The inevitable destination on our journey will be a low-energy world sustained by a renewed localism. Sadly the political system may resort to the warlordism model whilst a few lucky places might attempt the hi-tech model only for it to not sustain and collapse. Does the work of these two social scientists boil down to Heinberg's "waiting for the elixir"? Their assumptions about what is 'probable' and 'possible' seems to be reduce to what people will accept as requiring this least amount of change or personal discomfort. This confuses what is nice to have and what is essential. The future of the car cannot be business-as-usual. This book gets so much of the analysis correct but then seems to reach the wrong conclusion. It is sublime of them to state that (on page 162) "the global war on terror may be 'won', but only by losing the war on climate change." There may also be a fundamental truth behind their assumption that the hi-tech solution is the least likely to lead to the Mad Max scenario.

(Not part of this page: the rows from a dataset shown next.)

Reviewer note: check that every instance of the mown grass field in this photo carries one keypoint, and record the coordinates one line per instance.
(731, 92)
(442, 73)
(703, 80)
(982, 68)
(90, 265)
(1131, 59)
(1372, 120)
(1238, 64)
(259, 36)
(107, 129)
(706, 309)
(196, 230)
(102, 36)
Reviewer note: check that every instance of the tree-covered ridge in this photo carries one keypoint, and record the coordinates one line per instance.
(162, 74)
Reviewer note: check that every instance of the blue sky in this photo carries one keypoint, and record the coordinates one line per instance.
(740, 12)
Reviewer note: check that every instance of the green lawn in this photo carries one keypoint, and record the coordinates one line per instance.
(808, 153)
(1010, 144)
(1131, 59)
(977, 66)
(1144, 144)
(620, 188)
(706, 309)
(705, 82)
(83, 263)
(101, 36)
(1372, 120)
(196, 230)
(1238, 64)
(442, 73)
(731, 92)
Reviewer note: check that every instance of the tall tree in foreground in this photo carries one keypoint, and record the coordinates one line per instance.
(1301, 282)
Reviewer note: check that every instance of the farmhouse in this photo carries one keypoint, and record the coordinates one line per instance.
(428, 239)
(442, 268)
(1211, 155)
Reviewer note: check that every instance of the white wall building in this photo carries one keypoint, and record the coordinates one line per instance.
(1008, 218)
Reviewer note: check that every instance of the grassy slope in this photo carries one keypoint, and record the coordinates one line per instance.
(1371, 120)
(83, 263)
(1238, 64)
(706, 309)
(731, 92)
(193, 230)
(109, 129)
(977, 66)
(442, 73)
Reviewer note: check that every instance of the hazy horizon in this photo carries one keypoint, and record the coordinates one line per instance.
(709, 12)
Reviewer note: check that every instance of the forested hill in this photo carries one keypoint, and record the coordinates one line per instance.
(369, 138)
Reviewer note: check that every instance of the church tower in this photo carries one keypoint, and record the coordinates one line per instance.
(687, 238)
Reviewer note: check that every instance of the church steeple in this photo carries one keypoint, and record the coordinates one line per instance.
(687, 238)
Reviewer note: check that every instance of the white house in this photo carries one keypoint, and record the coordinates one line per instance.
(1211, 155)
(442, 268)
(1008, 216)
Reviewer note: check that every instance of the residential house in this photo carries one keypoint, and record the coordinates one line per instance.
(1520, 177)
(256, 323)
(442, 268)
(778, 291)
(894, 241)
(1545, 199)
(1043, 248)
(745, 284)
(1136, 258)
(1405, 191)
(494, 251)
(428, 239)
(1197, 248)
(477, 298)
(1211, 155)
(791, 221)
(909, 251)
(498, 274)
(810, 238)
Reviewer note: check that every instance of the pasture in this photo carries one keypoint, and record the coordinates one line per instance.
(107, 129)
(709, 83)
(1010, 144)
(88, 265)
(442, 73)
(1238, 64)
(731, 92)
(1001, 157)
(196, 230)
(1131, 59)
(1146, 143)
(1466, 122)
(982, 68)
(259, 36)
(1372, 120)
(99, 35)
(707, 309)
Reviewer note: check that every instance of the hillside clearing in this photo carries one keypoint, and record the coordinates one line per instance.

The post-oil localism is compatible with warlordism and this is the inconvenient truth of the Realpolitik. The car system needs taming through multiple measures such as personal carbon allowances. Their final analysis is spot on "if climate change became a matter of democratic politics and not just the opportunity for new corporate investment, then it is possible to avoid both regional warlordism and digital networks." It is up to us.